King: Katrina victims only asked for help, unlike Iowans
WASHINGTON (AP) — Republican Steve King says he was told that victims of Hurricane Katrina only asked for help, unlike people in his home state of Iowa, who “take care of each other.”
The Iowa congressman on Thursday told a town hall meeting in Charter Oak he visited New Orleans multiple times after the deadly 2005 storm.
Referring to the Federal Emergency Management Agency, he said: “Here’s what FEMA tells me: We go to a place like New Orleans and everybody’s looking around saying, ‘Who’s gonna help me, who’s gonna help me?’ When FEMA responds to problems in Iowa, they’re just always gratified when they come and see how Iowans take care of each other.”
New Orleans is mostly black. The storm crossed the tip of Florida and then swept into the Gulf of Mexico and over Louisiana and Mississippi, causing more than 1,800 deaths and an estimated $108 billion in damage. It was the costliest hurricane in U.S. history, according to the National Hurricane Center, with most of the fatalities occurring in Louisiana after levees failed and 80 percent of the city was flooded.

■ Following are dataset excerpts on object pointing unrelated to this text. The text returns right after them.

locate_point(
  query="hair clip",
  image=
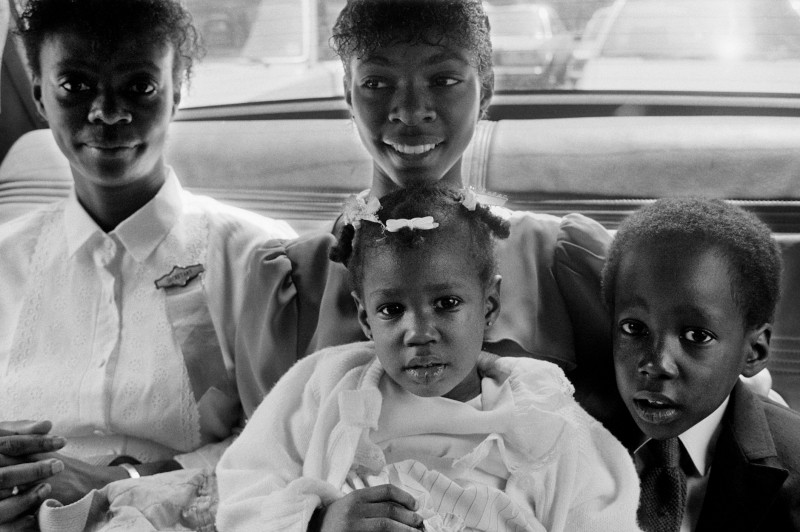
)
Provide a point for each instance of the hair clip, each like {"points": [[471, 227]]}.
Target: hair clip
{"points": [[422, 224], [471, 198], [358, 207]]}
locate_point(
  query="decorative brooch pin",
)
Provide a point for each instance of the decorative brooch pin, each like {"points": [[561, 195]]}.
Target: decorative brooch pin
{"points": [[180, 276], [361, 207], [474, 197]]}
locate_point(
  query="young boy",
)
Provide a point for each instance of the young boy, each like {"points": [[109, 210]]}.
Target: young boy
{"points": [[119, 303], [692, 285]]}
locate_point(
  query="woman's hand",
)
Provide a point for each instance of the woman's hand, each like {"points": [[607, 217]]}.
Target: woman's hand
{"points": [[78, 478], [383, 508], [22, 476]]}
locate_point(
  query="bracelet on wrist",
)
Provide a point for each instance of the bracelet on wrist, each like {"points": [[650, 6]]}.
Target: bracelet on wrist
{"points": [[130, 469]]}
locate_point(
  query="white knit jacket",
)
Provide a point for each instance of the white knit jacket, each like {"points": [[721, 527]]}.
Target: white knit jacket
{"points": [[313, 427]]}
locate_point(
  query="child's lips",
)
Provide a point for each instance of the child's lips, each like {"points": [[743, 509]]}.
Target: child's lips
{"points": [[655, 408], [424, 371]]}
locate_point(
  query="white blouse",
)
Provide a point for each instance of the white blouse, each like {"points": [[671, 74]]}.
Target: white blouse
{"points": [[119, 365]]}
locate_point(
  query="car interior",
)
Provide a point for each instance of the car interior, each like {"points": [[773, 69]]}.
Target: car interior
{"points": [[551, 150]]}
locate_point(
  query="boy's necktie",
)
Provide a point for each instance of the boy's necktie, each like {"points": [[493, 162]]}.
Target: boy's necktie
{"points": [[663, 482]]}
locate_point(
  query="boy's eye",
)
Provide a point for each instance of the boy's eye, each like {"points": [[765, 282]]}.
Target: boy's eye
{"points": [[390, 310], [373, 83], [698, 336], [633, 328], [445, 81], [143, 88], [447, 303], [75, 86]]}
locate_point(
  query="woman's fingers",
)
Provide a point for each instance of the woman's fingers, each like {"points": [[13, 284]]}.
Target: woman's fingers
{"points": [[29, 473], [25, 444], [13, 509], [26, 426], [388, 493]]}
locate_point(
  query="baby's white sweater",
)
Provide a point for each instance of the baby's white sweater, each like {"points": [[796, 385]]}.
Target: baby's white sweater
{"points": [[314, 427]]}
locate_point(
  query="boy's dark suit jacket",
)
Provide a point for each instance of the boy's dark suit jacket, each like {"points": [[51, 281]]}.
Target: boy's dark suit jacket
{"points": [[755, 475]]}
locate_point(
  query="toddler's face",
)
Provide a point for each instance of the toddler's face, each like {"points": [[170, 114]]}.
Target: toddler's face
{"points": [[679, 337], [415, 107], [427, 311]]}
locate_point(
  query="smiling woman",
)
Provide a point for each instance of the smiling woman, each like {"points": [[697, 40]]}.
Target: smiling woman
{"points": [[265, 125]]}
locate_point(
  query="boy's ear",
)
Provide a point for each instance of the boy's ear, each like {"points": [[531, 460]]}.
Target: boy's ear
{"points": [[362, 316], [348, 92], [486, 99], [757, 349], [176, 99], [37, 96], [492, 302]]}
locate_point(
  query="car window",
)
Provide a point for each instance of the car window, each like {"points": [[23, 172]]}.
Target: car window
{"points": [[706, 30], [278, 50]]}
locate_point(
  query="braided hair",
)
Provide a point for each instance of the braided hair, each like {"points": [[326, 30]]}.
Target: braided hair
{"points": [[477, 228]]}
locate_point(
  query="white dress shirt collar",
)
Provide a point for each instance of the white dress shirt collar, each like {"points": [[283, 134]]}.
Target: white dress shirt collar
{"points": [[140, 233], [700, 440]]}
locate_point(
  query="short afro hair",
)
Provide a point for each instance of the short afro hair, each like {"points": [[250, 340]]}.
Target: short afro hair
{"points": [[363, 26], [459, 228], [696, 224], [108, 22]]}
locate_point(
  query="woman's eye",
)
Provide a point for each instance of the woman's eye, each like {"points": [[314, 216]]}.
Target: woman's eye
{"points": [[372, 83], [633, 328], [698, 336], [447, 303], [390, 311], [143, 88], [75, 86]]}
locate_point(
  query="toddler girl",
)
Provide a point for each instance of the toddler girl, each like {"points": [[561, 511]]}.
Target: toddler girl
{"points": [[408, 430]]}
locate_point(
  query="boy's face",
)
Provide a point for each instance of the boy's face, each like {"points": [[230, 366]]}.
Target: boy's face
{"points": [[415, 107], [108, 110], [427, 311], [680, 342]]}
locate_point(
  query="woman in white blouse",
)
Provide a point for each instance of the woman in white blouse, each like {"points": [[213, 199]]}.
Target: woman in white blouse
{"points": [[119, 303]]}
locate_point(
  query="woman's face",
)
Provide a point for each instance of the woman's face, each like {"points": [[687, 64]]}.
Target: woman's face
{"points": [[415, 107]]}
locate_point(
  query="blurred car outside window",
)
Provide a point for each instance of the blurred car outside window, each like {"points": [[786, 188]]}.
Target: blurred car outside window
{"points": [[744, 46], [277, 50]]}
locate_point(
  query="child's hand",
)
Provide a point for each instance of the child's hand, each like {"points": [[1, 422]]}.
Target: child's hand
{"points": [[385, 508]]}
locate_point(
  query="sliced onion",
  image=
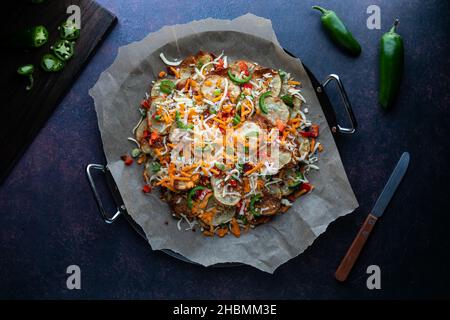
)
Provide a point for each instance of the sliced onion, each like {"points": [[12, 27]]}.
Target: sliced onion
{"points": [[169, 63]]}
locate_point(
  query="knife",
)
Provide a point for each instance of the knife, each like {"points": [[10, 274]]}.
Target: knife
{"points": [[386, 195]]}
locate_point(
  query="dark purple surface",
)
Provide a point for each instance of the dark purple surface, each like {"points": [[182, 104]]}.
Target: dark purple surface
{"points": [[49, 220]]}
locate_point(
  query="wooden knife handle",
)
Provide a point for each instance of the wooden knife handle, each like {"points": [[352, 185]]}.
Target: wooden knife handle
{"points": [[355, 249]]}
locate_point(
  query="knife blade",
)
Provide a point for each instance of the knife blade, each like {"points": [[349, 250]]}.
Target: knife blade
{"points": [[386, 195]]}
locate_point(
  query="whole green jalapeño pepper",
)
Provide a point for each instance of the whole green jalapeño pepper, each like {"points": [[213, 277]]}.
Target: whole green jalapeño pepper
{"points": [[338, 32], [27, 71], [391, 66], [63, 49], [50, 63]]}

Iowa Gov. Kim Reynolds said Friday that recent flooding in the state has caused an estimated $1.6 billion in damage. Reynolds sent a letter asking President Donald Trump to quickly issue a disaster declaration for 57 counties in Iowa that have been severely impacted by flooding.
House Republican Whip Steve Scalise, who was born in New Orleans, responded to King in a statement saying, “His comments about Katrina victims are absurd and offensive, and are a complete contradiction to the strength and resilience the people of New Orleans demonstrated to the entire nation in the wake of the total devastation they experienced.” Scalise’s district includes part of the city.
It was the latest slap from House Republican leaders to King. Earlier this year, they punished him for comments about race, most recently stripping King of his committee assignments.
Associated Press writer Rebecca Santana contributed.